Court order - It is a court decision that can be taken at any stage of the case e.g. child is ordered by court to go for mental observation.

Criminal capacity - To be in a position to appreciate consequences of your actions. For example, do you understand that stealing is wrong? If the answer is yes, you might have criminal capacity. If the answer is no, then maybe, you may not have criminal capacity as a child.

Non-custodial sanctions program – Where sentences which do not warrant the child being placed in detention or the child is not sent to prison.

Preliminary inquiry - Hearing in a room which is in the court building where the circumstances which led to the child committing the offence are discussed. The magistrate, child, parent, prosecutor, victims and any other person whom the court may require, need to be present.

Probation Officer – Is a social worker dealing with the assessment of children who are accused of committing an offence.

Child Justice Court

Prior to 1 April 2010, children who committed a crime were dealt with, in terms of the Criminal Procedure Act, 1977 (Act 51 of 1977) which also deals with adults who have committed a crime.

The aim of the CJA (Child Justice Act) is to set up a child justice system for children in conflict with the law. This means that children under the age of 18, who are suspected to have committed crime, will not be dealt with in terms of the normal criminal procedure which is used for adults, but the child justice process will be followed.

The CJA seeks to ensure that child justice matters are managed in a rights-based manner and to assist children suspected of committing crime to turn their lives around and become productive members of society by engaging with the child in restorative justice measures, diversions and other alternative sentencing option.


The CJA will have long term benefits for children and the country as a whole. It allows for a justice system that heals children and those who were affected by a child’s action, encourages forgiveness and rehabilitation, and looks after the needs and rights of children and victims.

The CJA allows the child’s background or upbringing to be taken into consideration. It ensures that the individual needs and circumstances of certain children in conflict with the law are assessed when a decision is made about the child.

The CJA balances the rights and responsibilities of the child, the victim and the community. When considering diversion options before a trial, the victim’s or his/her families’ views are also  taken into consideration by the prosecutor and the court.

The CJA also states that the damage caused by the child to the victim should be considered.

The victim or someone representing the victim may submit a statement that reflects the physical, psychological, financial, or any other impact that the child may have caused as a result of the crime on the victim. This helps make a healing and peace-making process happen and further expands and entrenches the notion of restorative justice.
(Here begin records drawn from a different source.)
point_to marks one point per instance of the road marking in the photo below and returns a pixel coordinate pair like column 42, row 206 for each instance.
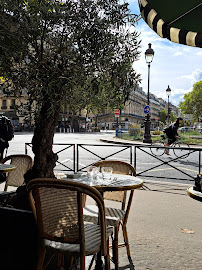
column 182, row 168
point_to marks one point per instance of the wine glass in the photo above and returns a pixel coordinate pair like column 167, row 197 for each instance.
column 92, row 173
column 107, row 172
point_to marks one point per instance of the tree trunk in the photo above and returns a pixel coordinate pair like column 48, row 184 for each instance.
column 42, row 142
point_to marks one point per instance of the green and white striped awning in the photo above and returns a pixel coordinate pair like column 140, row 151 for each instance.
column 177, row 20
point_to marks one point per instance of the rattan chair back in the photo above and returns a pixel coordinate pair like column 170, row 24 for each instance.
column 58, row 208
column 23, row 163
column 119, row 167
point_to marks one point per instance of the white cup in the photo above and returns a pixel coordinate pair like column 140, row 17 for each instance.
column 107, row 172
column 92, row 173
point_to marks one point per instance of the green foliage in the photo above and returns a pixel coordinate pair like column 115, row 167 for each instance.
column 80, row 51
column 192, row 101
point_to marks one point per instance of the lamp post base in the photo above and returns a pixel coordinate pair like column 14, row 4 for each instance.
column 147, row 135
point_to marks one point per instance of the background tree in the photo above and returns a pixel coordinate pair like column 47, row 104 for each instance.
column 56, row 50
column 192, row 102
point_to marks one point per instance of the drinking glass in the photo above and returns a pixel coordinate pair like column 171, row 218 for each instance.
column 107, row 172
column 92, row 173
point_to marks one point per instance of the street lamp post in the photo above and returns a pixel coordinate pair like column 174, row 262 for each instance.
column 168, row 92
column 149, row 54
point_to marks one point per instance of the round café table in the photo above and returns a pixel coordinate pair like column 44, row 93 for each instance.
column 6, row 168
column 194, row 194
column 117, row 182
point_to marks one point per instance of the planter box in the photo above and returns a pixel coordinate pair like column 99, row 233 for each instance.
column 19, row 238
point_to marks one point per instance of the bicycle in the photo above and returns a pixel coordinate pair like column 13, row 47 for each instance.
column 177, row 148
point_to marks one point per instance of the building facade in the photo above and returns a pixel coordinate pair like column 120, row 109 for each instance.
column 133, row 112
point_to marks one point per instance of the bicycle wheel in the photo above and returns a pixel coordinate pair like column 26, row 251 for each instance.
column 179, row 152
column 157, row 150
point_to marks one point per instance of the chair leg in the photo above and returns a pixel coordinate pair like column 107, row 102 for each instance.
column 41, row 258
column 125, row 237
column 107, row 259
column 115, row 248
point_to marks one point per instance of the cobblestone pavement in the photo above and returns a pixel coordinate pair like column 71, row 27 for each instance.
column 155, row 229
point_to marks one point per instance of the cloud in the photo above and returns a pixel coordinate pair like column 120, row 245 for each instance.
column 176, row 65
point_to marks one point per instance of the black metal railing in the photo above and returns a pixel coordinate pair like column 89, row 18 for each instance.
column 101, row 155
column 187, row 151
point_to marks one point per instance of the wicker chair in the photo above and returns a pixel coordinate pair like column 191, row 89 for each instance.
column 58, row 209
column 23, row 163
column 114, row 217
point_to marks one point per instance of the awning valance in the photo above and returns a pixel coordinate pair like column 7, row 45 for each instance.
column 179, row 21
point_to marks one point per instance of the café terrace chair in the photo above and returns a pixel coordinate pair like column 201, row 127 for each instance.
column 23, row 163
column 58, row 208
column 114, row 216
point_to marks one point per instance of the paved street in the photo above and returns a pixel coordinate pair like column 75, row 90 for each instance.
column 93, row 153
column 164, row 225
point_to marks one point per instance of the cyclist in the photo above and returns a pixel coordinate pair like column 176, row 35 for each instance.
column 171, row 132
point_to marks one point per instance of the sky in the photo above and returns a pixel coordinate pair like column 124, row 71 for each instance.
column 176, row 65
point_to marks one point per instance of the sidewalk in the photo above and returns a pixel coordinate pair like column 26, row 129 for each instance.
column 164, row 229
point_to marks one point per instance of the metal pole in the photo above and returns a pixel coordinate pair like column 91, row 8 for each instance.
column 148, row 84
column 168, row 109
column 147, row 135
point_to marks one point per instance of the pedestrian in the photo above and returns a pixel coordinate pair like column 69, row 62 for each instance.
column 171, row 132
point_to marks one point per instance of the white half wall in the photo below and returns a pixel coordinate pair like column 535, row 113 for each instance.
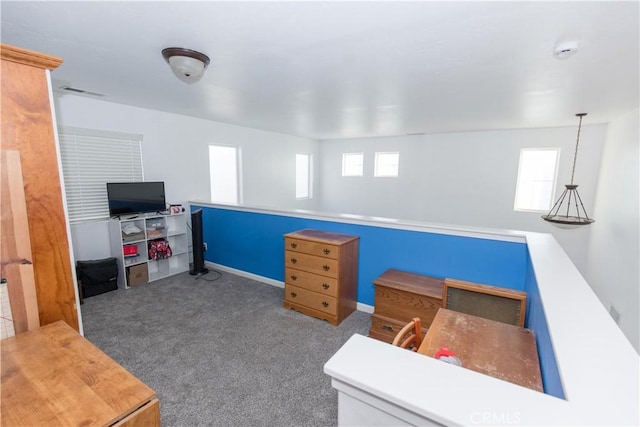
column 614, row 248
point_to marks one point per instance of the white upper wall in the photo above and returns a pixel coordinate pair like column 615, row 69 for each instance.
column 176, row 150
column 463, row 178
column 614, row 248
column 458, row 178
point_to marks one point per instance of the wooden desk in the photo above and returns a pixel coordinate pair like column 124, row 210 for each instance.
column 493, row 348
column 54, row 376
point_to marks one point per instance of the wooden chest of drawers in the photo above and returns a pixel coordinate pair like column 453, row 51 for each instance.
column 401, row 296
column 321, row 274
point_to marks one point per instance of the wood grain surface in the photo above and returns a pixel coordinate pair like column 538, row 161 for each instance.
column 27, row 127
column 54, row 377
column 493, row 348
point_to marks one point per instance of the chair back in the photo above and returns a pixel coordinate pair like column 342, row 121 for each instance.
column 410, row 336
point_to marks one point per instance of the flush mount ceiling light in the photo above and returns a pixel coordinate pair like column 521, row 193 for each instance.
column 574, row 213
column 188, row 65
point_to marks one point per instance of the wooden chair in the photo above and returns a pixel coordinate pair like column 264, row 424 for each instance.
column 410, row 336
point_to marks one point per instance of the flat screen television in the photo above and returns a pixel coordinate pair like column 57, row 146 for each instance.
column 135, row 197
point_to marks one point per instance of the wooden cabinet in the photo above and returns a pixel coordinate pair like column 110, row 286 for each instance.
column 321, row 274
column 130, row 239
column 401, row 296
column 28, row 128
column 52, row 376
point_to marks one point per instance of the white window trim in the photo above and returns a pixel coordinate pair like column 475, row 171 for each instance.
column 552, row 197
column 238, row 189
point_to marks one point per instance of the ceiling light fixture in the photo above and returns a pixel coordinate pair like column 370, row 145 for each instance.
column 577, row 216
column 188, row 65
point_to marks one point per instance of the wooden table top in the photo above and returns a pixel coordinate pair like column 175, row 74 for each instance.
column 493, row 348
column 54, row 376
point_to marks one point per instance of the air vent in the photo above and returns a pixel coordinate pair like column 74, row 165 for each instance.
column 79, row 91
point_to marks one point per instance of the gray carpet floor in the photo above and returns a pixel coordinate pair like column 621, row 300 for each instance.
column 220, row 350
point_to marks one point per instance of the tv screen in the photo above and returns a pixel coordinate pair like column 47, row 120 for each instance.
column 135, row 197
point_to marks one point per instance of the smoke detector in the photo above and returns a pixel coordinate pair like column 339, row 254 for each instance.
column 564, row 50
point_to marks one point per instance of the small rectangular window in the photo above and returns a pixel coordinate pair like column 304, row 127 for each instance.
column 537, row 172
column 224, row 168
column 386, row 164
column 303, row 176
column 352, row 164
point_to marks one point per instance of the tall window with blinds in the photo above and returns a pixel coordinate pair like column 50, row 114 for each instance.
column 90, row 159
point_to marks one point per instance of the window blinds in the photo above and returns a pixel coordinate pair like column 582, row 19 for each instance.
column 92, row 158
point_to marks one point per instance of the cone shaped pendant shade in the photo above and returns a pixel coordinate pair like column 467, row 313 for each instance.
column 569, row 209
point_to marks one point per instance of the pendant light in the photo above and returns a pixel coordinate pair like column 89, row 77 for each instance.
column 572, row 212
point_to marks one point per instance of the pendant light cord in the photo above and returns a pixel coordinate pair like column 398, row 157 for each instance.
column 575, row 155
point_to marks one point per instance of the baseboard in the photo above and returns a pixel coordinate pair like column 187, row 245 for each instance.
column 242, row 273
column 366, row 308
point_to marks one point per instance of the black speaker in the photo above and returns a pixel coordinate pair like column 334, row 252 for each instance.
column 198, row 244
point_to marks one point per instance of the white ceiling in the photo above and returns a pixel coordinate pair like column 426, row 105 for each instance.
column 347, row 69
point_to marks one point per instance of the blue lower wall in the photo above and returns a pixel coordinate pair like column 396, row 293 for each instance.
column 253, row 242
column 537, row 321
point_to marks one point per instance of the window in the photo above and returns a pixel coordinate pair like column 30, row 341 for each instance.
column 386, row 164
column 90, row 159
column 303, row 176
column 536, row 182
column 224, row 174
column 352, row 164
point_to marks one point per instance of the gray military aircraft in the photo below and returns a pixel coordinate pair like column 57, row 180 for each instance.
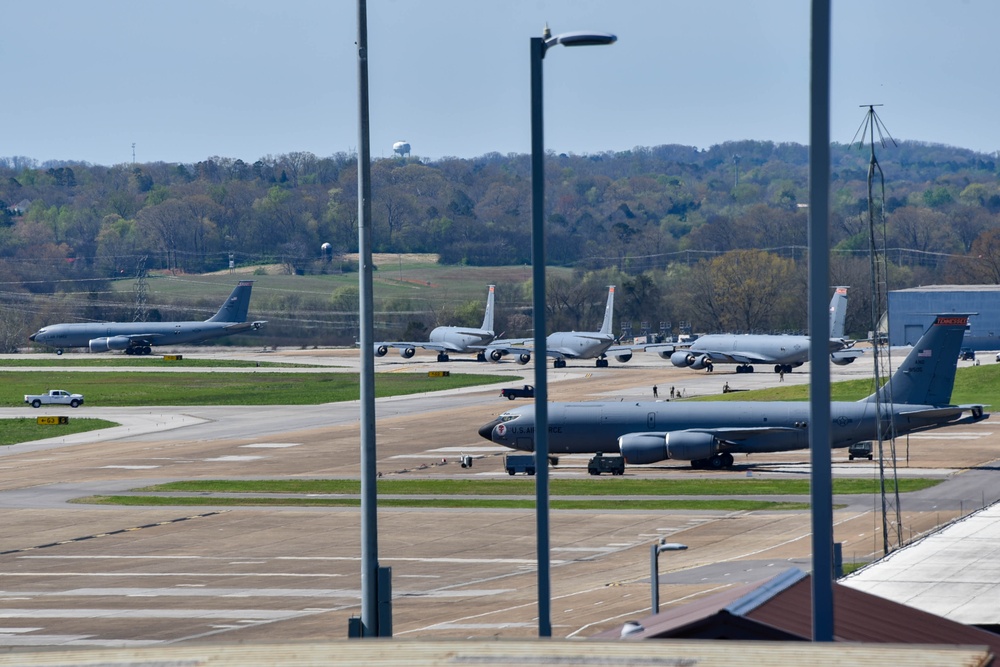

 The CJA makes it easier to help the rehabilitation and integration of the child who is in conflict with the law, into society so that he/she can grow up and make a useful contribution to society.

Courts continue to prioritize and fast-track children’s matters in the child justice system and this leads to the reduction of children awaiting trial.

This also leads to an increase in the numbers of children in home-based supervision and in secure care facilities. 



According to the CJA, a child is someone who is under the age of 18. The CJA is specifically intended for children between the ages 10 and 18. The CJA states that:

• A child under the age of 10 years cannot be arrested! This means that a child under the age of 10 years does not have criminal capacity and cannot be charged or arrested for an offence. In such a case, the child will be referred to the Children’s Court.

• A child older than 10 years but below the ages of 14 years is presumed to lack criminal capacity unless the state proves that he/she has criminal capacity. Such a child can be arrested.

• A child above 14, but under 18 years of age, is said to have criminal capacity and can be arrested.



The CJA provides for three different categories of offences: 

1. Schedule 1 - Minor offences include theft of property with a value of no greater than R 2500-00, malicious damage to property that is not more than R 1500-00 and common assault.

2. Schedule 2 -More serious offences include theft of property with a value of more than R 2500-00, robbery, but not robbery with aggravating circumstances, assault that includes causing of grievous bodily harm, public violence, culpable homicide and arson.

3. Schedule 3 - The most serious offences include robbery, rape, murder and kidnapping amongst others.



1. A child is suspected to have committed an offence. In the event of an offence that is not serious, the child will not be arrested but be warned to appear in court.

2.  If the offence is serious, the child is informed, arrested and charged by the police. If the offence is less serious, the child and his/her parents or care givers, will be warned or summonsed to appear in court by the police.

3.  The are two possibilities at this stage: 

  • A child under 10 may be referred to a children’s court, or THE CHILD JUSTICE ACT, 2008 (ACT NO 75 OF 2008)
  • The child above 10 years must be assessed by a probation officer (Social Worker).

4.  The parents or other care givers or police bring the child to court.

5.  A preliminary inquiry will be set-up to inquire into the matter and how the child may be assisted if he or she accepts responsibility.

6.  At the preliminary inquiry there are four possible steps that may be taken:

a).  If the child is in need of care and protection i.t.o Sec 50 of Children's Act 38 of 2008, the matter will be referred to the children’s court which will determine the best possible environment for the child.

b).  At the preliminary inquiry, the probation officer’s assessment report will be considered to determine if the child has criminal capacity. The child could then be referred to the Children’s Court or be diverted.

c).  If the child accepts responsibility, The court may recommend at the preliminary inquiry that the child be diverted. If the child does not complete or comply with the diversion, he/she will be brought back to court.

d).    If the child does NOT accepts responsibility no diversion order made by the court or the child does not comply with the diversion, the case is referred to the Child Justice Court for trial.

7.  At the trial the child could be convicted and sentenced or acquitted. 


Applications for expungement of diversions in terms of the Child Justice Act, 2008 (Act No 75 of 2008), can also be done.